Several years ago, I had cause to visit one of the large stores in Brisbane two days after Christmas. People were queued four deep near the service desk. They had brought back presents that wouldn’t work or that were inappropriate in one way or another.

This is our "real world" – more technologically sophisticated than the first century, yet with the same human personal problems. We are such a mixture of brilliance and brokenness. We show off our brilliance and struggle with our brokenness. We reveal ourselves to be just as the Biblical record describes – on the one hand, made in the image of God, yet, on the other, fallen creatures trying to live independently of God.

One writer has put it this way, "We can sometimes behave as though Christmas were a time out of reality, a fairy-tale time when it is possible to hope that peace and goodwill to all is possible, before ‘reality’ descends again. Hebrews reminds us that Jesus shared our humanity with all its problems, difficulties, limitations, and struggles. Christmas is no fairy-tale; it is God breaking into our reality to set us free... Christmas is not about how to escape from the sad reality of the world; [it] is about how God is dealing with the unpleasant realities by choosing to come among us."

The final letter from Emily to Edward was issued by her solicitor. "Sir, Our client, Miss Emily Wilbraham, instructs me to inform you that with the arrival on her premises at 7.30 this morning of the entire percussion section of the Boston Symphony Orchestra, and several of their friends, she has no course left open to her but to seek an injunction to prevent you importuning her further. I am making arrangements for the return of much assorted livestock..."

Edward's gifts were inappropriate, irrelevant to Emily's needs and unwelcome. They had the effect of closing off a very loving open relationship. I don't think Emily was being unreasonable and ungrateful.

How do we regard God's gift of Jesus Christ in today's real world? John 3.16, "For God so loved the world that he gave his one and only Son, that whoever believes in him shall not perish but have eternal life." Romans 5.8, "God demonstrates his own love for us in this: While we were still sinners, Christ died for us."

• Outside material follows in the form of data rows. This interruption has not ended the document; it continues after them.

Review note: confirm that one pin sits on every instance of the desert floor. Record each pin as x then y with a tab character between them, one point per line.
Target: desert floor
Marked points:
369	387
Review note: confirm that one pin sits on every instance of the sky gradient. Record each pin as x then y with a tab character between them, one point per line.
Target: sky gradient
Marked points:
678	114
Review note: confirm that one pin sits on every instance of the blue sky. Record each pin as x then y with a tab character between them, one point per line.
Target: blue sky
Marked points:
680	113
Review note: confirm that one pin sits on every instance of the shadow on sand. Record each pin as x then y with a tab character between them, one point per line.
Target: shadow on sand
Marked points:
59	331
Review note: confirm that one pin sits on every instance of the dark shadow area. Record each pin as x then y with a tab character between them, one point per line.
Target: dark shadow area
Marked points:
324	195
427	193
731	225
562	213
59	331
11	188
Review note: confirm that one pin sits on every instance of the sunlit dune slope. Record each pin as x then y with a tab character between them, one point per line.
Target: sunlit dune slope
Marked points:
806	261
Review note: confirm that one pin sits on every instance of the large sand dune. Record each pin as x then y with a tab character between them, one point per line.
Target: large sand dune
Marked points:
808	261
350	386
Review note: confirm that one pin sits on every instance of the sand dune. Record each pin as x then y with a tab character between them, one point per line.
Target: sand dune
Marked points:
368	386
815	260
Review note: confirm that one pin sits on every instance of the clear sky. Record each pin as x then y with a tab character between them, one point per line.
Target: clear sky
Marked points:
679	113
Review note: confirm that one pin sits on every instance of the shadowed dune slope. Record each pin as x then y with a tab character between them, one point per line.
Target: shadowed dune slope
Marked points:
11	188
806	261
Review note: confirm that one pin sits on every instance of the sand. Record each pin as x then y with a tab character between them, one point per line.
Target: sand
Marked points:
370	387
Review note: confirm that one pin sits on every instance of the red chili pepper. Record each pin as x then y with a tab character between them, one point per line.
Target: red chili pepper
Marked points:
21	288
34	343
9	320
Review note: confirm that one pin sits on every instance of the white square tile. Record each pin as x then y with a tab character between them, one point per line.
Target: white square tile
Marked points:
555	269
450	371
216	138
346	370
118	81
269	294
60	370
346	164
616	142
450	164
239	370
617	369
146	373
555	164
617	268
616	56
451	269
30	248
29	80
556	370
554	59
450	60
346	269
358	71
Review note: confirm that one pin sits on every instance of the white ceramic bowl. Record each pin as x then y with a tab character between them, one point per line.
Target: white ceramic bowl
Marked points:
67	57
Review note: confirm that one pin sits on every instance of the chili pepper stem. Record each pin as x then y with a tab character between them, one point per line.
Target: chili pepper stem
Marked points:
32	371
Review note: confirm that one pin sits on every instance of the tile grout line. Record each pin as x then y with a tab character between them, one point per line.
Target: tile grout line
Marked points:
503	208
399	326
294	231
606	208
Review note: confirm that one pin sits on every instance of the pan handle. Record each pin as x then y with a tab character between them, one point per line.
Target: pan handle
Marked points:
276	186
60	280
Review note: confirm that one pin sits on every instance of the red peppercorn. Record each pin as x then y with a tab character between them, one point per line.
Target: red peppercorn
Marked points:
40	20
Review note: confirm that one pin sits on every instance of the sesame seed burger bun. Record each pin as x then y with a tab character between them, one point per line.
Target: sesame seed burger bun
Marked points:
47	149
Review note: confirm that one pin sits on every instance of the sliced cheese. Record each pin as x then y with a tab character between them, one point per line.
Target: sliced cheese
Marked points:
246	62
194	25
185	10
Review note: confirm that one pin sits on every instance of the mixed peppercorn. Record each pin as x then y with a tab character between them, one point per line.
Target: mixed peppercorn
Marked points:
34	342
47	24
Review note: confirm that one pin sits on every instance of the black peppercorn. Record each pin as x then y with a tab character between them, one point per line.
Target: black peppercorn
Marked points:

In the coming of Jesus, God was expressing his love toward us, but is his gift of Jesus inappropriate in the twenty-first century? Is his gift irrelevant to the needs we now have? If we think God's gift inappropriate or irrelevant, is it because we basically don't want to welcome God's gift?

We see Jesus. Please consider his claims. Welcome him into your life. Allow him to cleanse, renew and transform your life. Come! The gift is for you!

© Peter J. Blackburn, Home Hill and Ayr Uniting Churches, 30 December 2001
Except where otherwise noted, Scripture quotations are from the New International Version, © International Bible Society, 1984.